As Berrigan writes, the interviews collected in this volume were originally done for publication in The Poetry Project Newsletter, with a collected thirty-eight interviews that range in dates from 1983 to 2010, conducted with poets (some who are included here more than once) including Red Grooms, Paul Schmidt, Bernadette Mayer, Allen Ginsberg and Kenneth Koch, Harryette Mullen, Alice Notley, Ed Sanders, Samuel R. Delany, Renee Gladman, Fred Moten, Stan Brakhage, Larry Fagin, Tina Darragh, Edwin Torres, Brenda Coultas, Will Alexander, Ron Padgett, Ted Greenwald, Eileen Myles and Bruce Andrews and Sally Silvers. As fascinating as the interviews are in the collection, editor Berrigan presents a whole array of information and insights on The Poetry Project in his introduction, including the suggestion that perhaps a proper history of their five decades-plus might be worth someone finally putting together. There are ways in which the interviews, collected here as they are, do present a portrait of the ongoing activity and environment of The Poetry Project, one that comes with friendships, apprenticeships, arguments and pitched battles, all while attempting to do the work of writing and continue a writing life. This is an enormous volume, and one that should already be seen as enormously valuable in terms of both history and craft, and showcasing the value of The Poetry Project itself, for hosting, assisting and developing a wide array of writing and writers. And, if nothing else, this volume should point readers into understanding just how important it might be to start reading the contemporary issues of The Poetry Project Newsletter, to keep up with what else is happening.

Lisa Jarnot: I want to talk to you about Allen Ginsberg. Partly, what was your relationship with Allen like?

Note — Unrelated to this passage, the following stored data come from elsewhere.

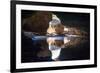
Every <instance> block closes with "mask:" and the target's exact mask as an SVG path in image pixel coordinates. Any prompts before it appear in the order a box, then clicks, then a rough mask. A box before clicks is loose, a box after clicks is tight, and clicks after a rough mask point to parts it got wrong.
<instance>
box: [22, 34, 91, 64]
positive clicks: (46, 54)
mask: <svg viewBox="0 0 100 73" xmlns="http://www.w3.org/2000/svg"><path fill="white" fill-rule="evenodd" d="M22 35H23V36H22V40H23V41H22V57H21V61H22V62H24V63H25V62H44V61H67V60H86V59H90V42H89V38H88V37H82V36H77V35H55V36H36V35H32V36H30V37H27V36H26V35H24V34H22Z"/></svg>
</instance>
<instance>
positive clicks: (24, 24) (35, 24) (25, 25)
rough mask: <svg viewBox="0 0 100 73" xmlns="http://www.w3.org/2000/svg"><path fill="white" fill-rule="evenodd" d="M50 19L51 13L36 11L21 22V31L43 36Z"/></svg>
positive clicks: (50, 18)
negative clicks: (21, 22)
mask: <svg viewBox="0 0 100 73" xmlns="http://www.w3.org/2000/svg"><path fill="white" fill-rule="evenodd" d="M51 19H52V12H47V11H37V12H36V13H34V14H33V15H32V16H31V17H29V18H26V19H24V20H23V22H22V23H23V30H24V31H30V32H33V33H35V34H40V35H45V34H46V31H47V28H48V27H49V22H50V21H51Z"/></svg>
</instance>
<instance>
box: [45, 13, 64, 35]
mask: <svg viewBox="0 0 100 73" xmlns="http://www.w3.org/2000/svg"><path fill="white" fill-rule="evenodd" d="M63 31H64V26H63V25H62V24H61V21H60V19H59V18H58V17H57V16H56V15H54V14H53V15H52V20H51V21H50V22H49V28H48V29H47V33H48V34H62V33H63Z"/></svg>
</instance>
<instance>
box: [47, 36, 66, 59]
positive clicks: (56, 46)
mask: <svg viewBox="0 0 100 73" xmlns="http://www.w3.org/2000/svg"><path fill="white" fill-rule="evenodd" d="M47 43H48V46H49V50H50V51H51V53H52V59H53V60H57V59H58V58H59V55H60V51H61V47H62V45H63V44H64V42H63V37H48V38H47Z"/></svg>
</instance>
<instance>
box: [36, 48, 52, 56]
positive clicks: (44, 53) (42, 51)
mask: <svg viewBox="0 0 100 73" xmlns="http://www.w3.org/2000/svg"><path fill="white" fill-rule="evenodd" d="M37 56H38V57H51V52H50V50H48V49H45V50H41V51H40V52H38V54H37Z"/></svg>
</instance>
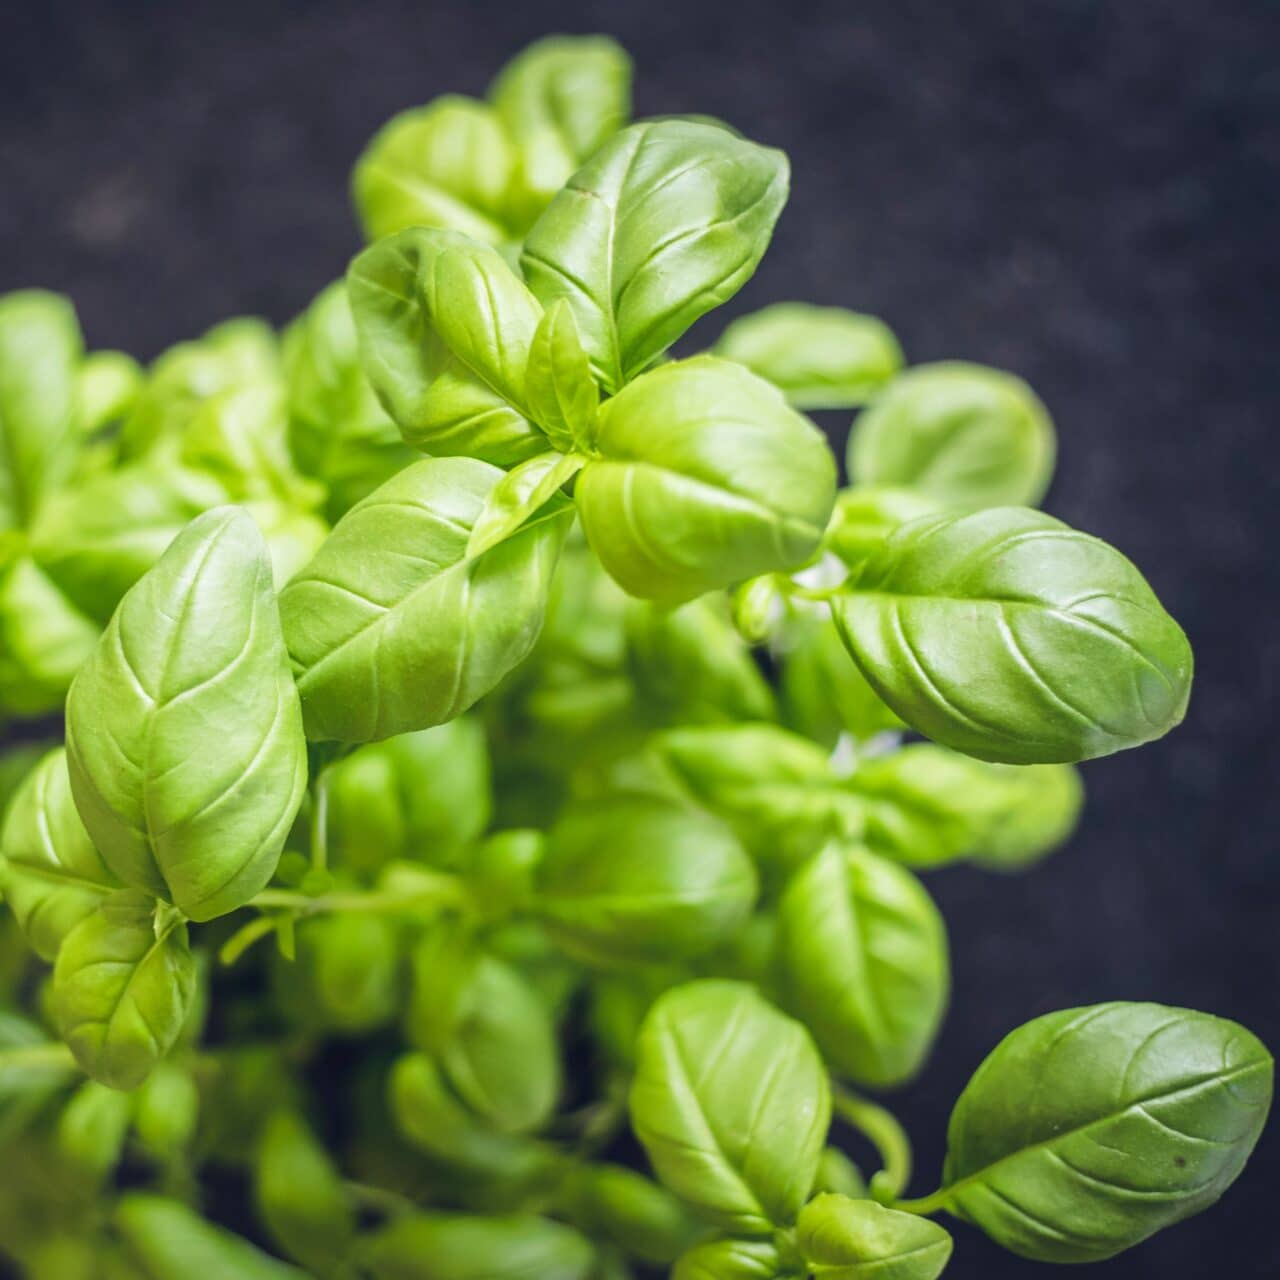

Ed Sanders: I was a senior at high school and read Howl and I bought Howl actually at the University of Missouri Bookstore on a fraternity weekend. And it seemed like, as a young man, about everything I’d been looking for in terms of a model for writing poetry and combining poetry with your personal life in a way I thought would be appropriate, although I was living in the Midwest, in a ‘50s type all-American environment. Then I moved to New York later and saw him from afar. I attended poetry readings at places like the Gaslight on MacDougal Street or the Living Theater on 14th Street. I saw him read as I did other poets—Edward Dahlberg, Kerouac, Corso; I saw Frank O’Hara read. So wherever I could go to find poets that I admired to watch them read I went, but I never considered introducing myself or trying to be a part of it; I was just a witness. And I was going to New York University trying to study languages so I didn’t really meet Allen until 1963 when he came back from a long stay in India and Japan and Cambodia, Viet Nam, and other places—he went to the Vancouver Poetry Festival—and then he came back. And before that I had corresponded with him. I sent him Fuck You: A Magazine of the Arts in India and he liked it and sent me this really important poem, “The Change,” where he kind of changed spiritual directions and came to terms with his body on atrain in Japan after visiting Joanne Kyger and Gary Snyder on the way back to Vancouver. So anyway, from 1963 on, when I formally met him, and he took me to a party at Robert and Mary Frank’s house, I began hanging out with him any time we were around in the same area until he died 34 years later. We had many, many capers and adventures and he called all the time and we saw each other now and then. A number of people could say the same thing. He was part of my life, and part of my family’s life. He was part of the household. He gave us advice, a lot of advice. And you know, he’d give advice on what kind of furniture to have in your kitchen; he was very much a teacher. (“An Interview with Ed Sanders,” by Lisa Jarnot; October/November 1997, No. 166)

The book does make me wonder if it might be worth putting some of the other interviews online, a la The Paris Review, for the sake of a wider readership and even scholarship. Given there are more than two hundred interviews (at least) to date, what else is out there worth reading?